Temmuzda 6 fabrika icradan satışta
Yalnızca temmuz ayında Türkiye genelinde 6 fabrikanın icra yoluyla satışa çıkarıldığını hatırlatan Gürer, şunları söyledi:
“Afyonkarahisar’dan Gaziantep’e, Salihli’den Seydişehir’e kadar farklı sektörlerde faaliyet gösteren fabrikalar icra listelerine düştü. Makine sanayisinden tekstile, gıda üretiminden tarım sanayisine kadar üretim yapan tesisler iflas noktasına gelmiş durumda.”
Konkordato başvuruları patladı
Gürer’in paylaştığı verilere göre, 2025’in ilk altı ayında toplam 2.776 firma konkordato talebinde bulundu. Haziran ayında yapılan 541 başvurudan 292’sine geçici mühlet, 132’sine kesin mühlet verildi. 19 firma ise iflas etti. Gürer, “Bu başvurular, işletmelerin iflası öncesindeki son çığlığıdır” dedi.
Şirket kapanışlarında sert artış
2025'in ilk yarısında kurulan şirket sayısında %0,9, kurulan kooperatif sayısında ise %24,9’luk düşüş yaşanırken; aynı dönemde kapanan şirket sayısı %14,6, kapanan kooperatif sayısı %6,4 arttı. Haziran ayında ise kapanan şirket sayısı geçen yılın aynı ayına göre %27,1 arttı. Bir ayda 14 bini aşkın şirket kapandı.
“Ekonomi çöküyor, memleket elden gidiyor”
Ekonomik krizin artık sokakta, çiftlikte, fabrikada, esnaf tezgâhında hissedildiğini belirten Gürer, şöyle konuştu:
“Üretmeyen, yatırım çekemeyen, borçla dönen bir ekonominin sürdürülebilirliği yok.

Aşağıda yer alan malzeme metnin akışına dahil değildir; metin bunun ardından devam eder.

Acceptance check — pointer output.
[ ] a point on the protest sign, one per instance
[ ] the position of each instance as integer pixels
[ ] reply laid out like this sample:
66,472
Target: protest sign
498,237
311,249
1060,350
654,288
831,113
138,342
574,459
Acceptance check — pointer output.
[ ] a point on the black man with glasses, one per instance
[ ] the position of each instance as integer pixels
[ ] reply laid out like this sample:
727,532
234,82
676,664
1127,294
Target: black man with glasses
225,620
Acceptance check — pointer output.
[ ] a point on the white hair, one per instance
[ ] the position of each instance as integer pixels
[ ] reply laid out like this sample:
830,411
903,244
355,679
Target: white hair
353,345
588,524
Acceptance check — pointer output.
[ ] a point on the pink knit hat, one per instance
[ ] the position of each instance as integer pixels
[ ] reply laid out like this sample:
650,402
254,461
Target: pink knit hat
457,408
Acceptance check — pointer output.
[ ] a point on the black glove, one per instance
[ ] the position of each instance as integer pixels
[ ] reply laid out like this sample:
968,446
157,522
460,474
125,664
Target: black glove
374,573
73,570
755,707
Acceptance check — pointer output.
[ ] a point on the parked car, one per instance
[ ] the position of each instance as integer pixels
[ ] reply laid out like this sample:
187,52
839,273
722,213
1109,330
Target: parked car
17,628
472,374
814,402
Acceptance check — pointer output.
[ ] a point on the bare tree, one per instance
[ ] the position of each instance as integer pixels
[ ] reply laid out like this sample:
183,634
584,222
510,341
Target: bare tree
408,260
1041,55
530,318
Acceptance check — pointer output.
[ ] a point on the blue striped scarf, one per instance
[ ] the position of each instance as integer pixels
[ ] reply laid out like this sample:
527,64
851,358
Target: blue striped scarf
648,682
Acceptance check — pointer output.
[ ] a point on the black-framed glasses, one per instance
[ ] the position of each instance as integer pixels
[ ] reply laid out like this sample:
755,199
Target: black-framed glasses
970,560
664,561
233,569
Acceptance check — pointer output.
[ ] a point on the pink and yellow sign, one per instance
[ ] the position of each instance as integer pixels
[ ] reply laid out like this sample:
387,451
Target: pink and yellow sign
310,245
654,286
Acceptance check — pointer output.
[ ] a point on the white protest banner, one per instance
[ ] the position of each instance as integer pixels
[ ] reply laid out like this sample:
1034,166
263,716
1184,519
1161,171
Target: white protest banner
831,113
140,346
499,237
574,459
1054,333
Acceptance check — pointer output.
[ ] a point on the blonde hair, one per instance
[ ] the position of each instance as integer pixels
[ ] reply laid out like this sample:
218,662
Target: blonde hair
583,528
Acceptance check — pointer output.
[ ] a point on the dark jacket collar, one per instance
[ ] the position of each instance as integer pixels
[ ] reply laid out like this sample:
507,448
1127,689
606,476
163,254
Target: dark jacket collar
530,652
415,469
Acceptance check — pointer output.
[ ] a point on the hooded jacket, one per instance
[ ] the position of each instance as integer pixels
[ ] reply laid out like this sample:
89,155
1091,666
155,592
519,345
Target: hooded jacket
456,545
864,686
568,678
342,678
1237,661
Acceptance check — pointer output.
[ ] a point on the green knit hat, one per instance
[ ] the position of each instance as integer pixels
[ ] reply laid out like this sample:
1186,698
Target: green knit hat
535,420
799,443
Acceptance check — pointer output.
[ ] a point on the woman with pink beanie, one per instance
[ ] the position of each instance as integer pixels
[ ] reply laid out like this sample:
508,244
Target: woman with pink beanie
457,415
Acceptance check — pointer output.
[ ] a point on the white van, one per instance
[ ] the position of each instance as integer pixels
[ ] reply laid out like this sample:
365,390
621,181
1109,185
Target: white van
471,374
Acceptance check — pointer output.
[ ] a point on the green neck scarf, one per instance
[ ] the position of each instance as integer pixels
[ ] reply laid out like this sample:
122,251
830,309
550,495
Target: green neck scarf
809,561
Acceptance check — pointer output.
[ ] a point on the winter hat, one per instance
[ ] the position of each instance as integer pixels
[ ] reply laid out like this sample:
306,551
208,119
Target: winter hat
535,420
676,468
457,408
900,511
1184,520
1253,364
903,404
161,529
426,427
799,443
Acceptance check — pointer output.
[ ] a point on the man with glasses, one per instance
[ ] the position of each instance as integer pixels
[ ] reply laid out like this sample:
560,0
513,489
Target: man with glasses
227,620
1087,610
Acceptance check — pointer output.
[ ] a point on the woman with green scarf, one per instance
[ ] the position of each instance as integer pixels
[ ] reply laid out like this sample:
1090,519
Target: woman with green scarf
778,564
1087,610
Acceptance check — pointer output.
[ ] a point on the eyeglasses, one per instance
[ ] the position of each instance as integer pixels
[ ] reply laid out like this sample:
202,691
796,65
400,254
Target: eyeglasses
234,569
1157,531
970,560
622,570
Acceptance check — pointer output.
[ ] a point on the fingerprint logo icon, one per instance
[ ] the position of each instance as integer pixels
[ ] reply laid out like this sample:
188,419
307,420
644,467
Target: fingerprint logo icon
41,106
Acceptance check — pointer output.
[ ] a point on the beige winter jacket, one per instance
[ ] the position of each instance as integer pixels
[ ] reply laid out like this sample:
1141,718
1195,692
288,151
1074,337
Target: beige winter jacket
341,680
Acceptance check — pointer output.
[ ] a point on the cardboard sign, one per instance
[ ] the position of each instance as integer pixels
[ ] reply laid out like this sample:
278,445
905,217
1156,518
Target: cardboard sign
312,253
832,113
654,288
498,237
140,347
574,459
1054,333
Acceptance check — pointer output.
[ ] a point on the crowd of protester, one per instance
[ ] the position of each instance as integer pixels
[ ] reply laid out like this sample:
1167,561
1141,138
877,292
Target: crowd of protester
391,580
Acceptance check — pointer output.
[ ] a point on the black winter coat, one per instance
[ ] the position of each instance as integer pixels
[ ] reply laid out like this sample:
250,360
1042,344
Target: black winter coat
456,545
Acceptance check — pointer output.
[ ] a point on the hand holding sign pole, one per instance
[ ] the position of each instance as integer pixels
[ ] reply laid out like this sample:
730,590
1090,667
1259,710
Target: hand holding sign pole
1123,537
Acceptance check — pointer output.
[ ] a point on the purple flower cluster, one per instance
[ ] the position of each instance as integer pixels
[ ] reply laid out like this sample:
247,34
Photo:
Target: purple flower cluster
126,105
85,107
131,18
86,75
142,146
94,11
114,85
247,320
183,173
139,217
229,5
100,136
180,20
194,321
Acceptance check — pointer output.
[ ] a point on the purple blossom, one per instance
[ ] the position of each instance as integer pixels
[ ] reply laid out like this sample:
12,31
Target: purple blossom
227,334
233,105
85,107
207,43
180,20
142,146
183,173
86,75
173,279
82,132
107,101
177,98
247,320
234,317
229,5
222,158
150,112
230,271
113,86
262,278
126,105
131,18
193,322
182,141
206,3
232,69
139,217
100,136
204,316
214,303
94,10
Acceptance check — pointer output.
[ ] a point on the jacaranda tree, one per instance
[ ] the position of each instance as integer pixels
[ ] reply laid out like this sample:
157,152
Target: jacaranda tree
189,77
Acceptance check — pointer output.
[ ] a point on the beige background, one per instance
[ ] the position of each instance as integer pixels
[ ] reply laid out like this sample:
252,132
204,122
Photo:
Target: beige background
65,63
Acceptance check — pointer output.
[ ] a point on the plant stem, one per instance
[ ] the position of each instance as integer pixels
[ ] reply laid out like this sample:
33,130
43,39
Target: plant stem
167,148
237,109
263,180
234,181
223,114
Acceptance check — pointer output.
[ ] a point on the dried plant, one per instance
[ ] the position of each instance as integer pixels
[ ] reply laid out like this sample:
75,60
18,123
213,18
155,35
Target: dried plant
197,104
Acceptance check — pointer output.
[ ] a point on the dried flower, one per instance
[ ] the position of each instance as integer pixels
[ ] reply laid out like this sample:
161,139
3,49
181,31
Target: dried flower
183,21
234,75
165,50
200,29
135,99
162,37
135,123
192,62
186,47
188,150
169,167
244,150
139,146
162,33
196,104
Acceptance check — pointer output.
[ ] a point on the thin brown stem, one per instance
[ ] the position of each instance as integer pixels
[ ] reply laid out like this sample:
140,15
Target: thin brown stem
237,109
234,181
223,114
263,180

Emekli geçinemiyor, çiftçi üretimden çekiliyor, sanayici kapısına kilit vuruyor. Bu, ‘büyüyoruz’ diye anlatılan ekonominin aslında nasıl çöktüğünün kanıtıdır.”
“Ne olacak bu memleketin hali?”
“Bankalar ve finans kuruluşları 2025’in ilk beş ayında 1 milyon 400 binden fazla yurttaşı icraya verdi. Kredi kartı ve bireysel kredi borçları ödenemiyor. Bu tablo artık sadece ekonomik değil, sosyal bir krize dönüşmüş durumda. Herkesin dilinde aynı soru var: Ne olacak bu memleketin hali?”
Gürer, hükümete çağrıda bulunarak “Gerçeklerle yüzleşin, yurttaşın sesini duyun. Ekonomik göstergeleri manipüle ederek sorunlar gizlenemez. Önlem alınmazsa bu dar boğaz derinleşir ve telafisi zor bir toplumsal krize dönüşür” uyarısında bulundu.